What Is Your Criteria for a Good Cookbook?

Recently one of my sisters was out shopping and called me from the store. She was trying to decide on one of two cookbooks by Rachel Ray and wanted my input. My advice probably only applies to me. I told her when I evaluate a cookbook to use for my daily cooking, I look in the index, find how many chicken recipes, then read them and see if I like the ingredients. If they sound reasonable, relatively simple and tasty, I will consider that cookbook. I’m always in the search of new ideas for chicken. And finding recipes that I can use is even narrower choices than most, since I need to stay away from wheat, eggs and dairy for my son’s food allergies.

Another area in which I decide on a cookbook is different ideas with ground beef. That darn hamburger meat is hard to come up with lots of options that aren’t tired and boring.

One final thing that will be a sure fire purchase is if any recipes that can be used for the liturgical year, as in feast days, saints days, name days, or regional food for religious festivals, especially European recipes. My groaning cookbook shelves are testament to that fact.

Question: What are your criteria for buying or checking out a cookbook? What new type of recipes are you always open to find?

And when you do find these recipes, do you try them out? What area are you most adventurous in cooking: breakfast, lunch, dinner, main meals, meats, desserts, appetizers? For me, I like to change up my main course at dinner. I know, it’s boring and practical.

Speaking of chicken recipes…I found two that I can’t wait to try from Dom and Melanie’s new food blog In the Kitchen with Bella.

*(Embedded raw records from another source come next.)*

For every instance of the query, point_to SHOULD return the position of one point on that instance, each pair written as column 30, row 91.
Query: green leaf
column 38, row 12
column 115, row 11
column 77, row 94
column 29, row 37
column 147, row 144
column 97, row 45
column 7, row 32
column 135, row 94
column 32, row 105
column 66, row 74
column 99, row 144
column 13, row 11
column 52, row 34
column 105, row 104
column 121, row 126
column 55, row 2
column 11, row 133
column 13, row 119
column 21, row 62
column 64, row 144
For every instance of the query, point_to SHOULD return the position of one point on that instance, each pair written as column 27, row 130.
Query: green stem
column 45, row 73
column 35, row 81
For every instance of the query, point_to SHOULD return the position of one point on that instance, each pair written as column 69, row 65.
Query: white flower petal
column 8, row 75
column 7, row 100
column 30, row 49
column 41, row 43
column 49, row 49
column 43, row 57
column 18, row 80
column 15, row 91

Both of the these recipes fit my requirements (I can substitute the butter with safe margarine) and and I can replace the flour (since it’s used as thickener) with corn starch or sweet rice flour (1 1/2 teaspoons corn starch with 1 Tablespoon of flour, make sure mix with cold water first before adding to the hot mixture), or other thickeners, like potato starch, tapioca, arrowroot or even sassasfras root. These recipes are the style cooking I like to do, on the stove, with wine, different chicken parts (organic thighs are so much cheaper than breasts) and ANYTHING with artichokes!

Lemon Chicken and Artichokes

Chicken Leg Quarters Braised in White Wine

My mouth is already watering thinking about those artichokes!